Send Nudes
I spoke with alex on the phone
Rolled onto my stomach with my
Feet erect
They were bouncing involuntarily
rhythmically a spring bed
We hadn’t chatted like that for a while
But it’s relieving to slip into a warm drawn
Near ten year friendship bath
After dubbord’s Lonely crowds really stuck
The phrase stuck To proof in New York City
faces hustling each on their own path their own map
I start washing with his cocoa butter voice
move to a commune with me
In California we’ll live in the woods
“I don’t think I could” something about avoiding hippies and not the people for me joking the honesty so as not to offend
What’re you saying, woman?!
That woman It stuck it stuck to me
that woman
That derogatory woman
We continued to laugh and I act
Like it rolled off my back because it had a thousand times before
I head to bed really off
confused
I don’t know what was wrong or what
Put me in a mood
well i know the familiar
feeling of being a derogatory thing
but I haven’t been derogatory in a while
I said nothing
disappointed in myself
Send nudes
NUDES
SEND NUDES
lemme see those titties
Another man from home had finished
a sentence with woman! Earlier that week
after a week of silence
I explained to alex how i felt his disrespect for women all over right then
When he used that derogatory word so casually
And then got mad when I said
he couldn’t stay with me
I twisted the mood positively at the end
Habitually, to not to offend “I’m so lucky I don’t feel like that anymore and now I can sense the nuance in tone, dissonant degree of regional belief”

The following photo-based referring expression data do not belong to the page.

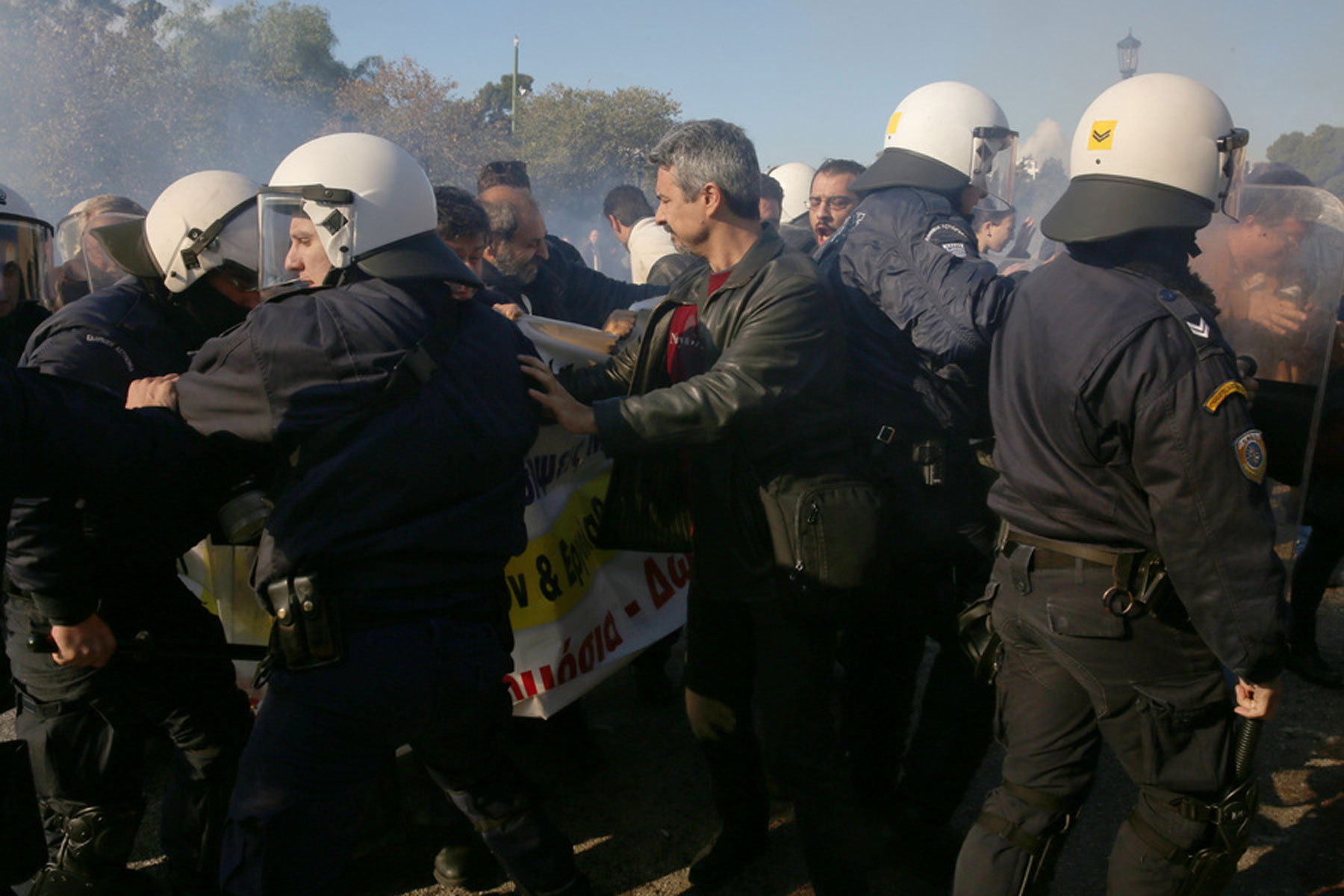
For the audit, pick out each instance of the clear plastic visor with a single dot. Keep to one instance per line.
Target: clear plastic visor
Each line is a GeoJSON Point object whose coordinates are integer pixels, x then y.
{"type": "Point", "coordinates": [82, 257]}
{"type": "Point", "coordinates": [994, 158]}
{"type": "Point", "coordinates": [295, 226]}
{"type": "Point", "coordinates": [1231, 152]}
{"type": "Point", "coordinates": [26, 264]}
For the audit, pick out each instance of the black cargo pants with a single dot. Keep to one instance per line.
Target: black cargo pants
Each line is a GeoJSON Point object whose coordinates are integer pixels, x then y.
{"type": "Point", "coordinates": [1073, 676]}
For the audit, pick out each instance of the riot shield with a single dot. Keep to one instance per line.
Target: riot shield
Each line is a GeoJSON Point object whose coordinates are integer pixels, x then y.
{"type": "Point", "coordinates": [1278, 274]}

I was hesitantly materializing my own fragility so I didn’t feel weak
So he could understand my discomfort
I didn’t want to change him
I didn’t think I had a right
Nor was I mad, he asked
I had faith like I do in all my friends
That he’d reply with empathy
Without accounting for the other side of this coin
It’s there 100% of the time and faith is always naive
Predictably, a mans fragility shattered my delusion
and I threw my hands up once again.
I tried to reason calmly with a threatened animal
but he backed himself into a corner
Like a woman’s discomfort is a trap
It’s my pain and he called all hands on deck
Its my pain and I’m being patient with him
Its my pain and
my patience met full defense
I gave him my grievances
he lit them up and threw them back
Block contact
I don’t need toxicity and there’s a shortcut for that
Then he came to the city
and I came to his dinner from the rain
I sat and raved about the film I’d just seen at a queer poc festival
Blaire and Olivia, amazing
Then I let him stay in my bed.
He eventually left but I’m left with the feeling of his Dick on my back
His cocoa butter voice placating me
Into a play dead sort of sleep uncomfortable as fuck
While he rubs it on me
I endured what no woman deserves
But will endure to not stir the beast.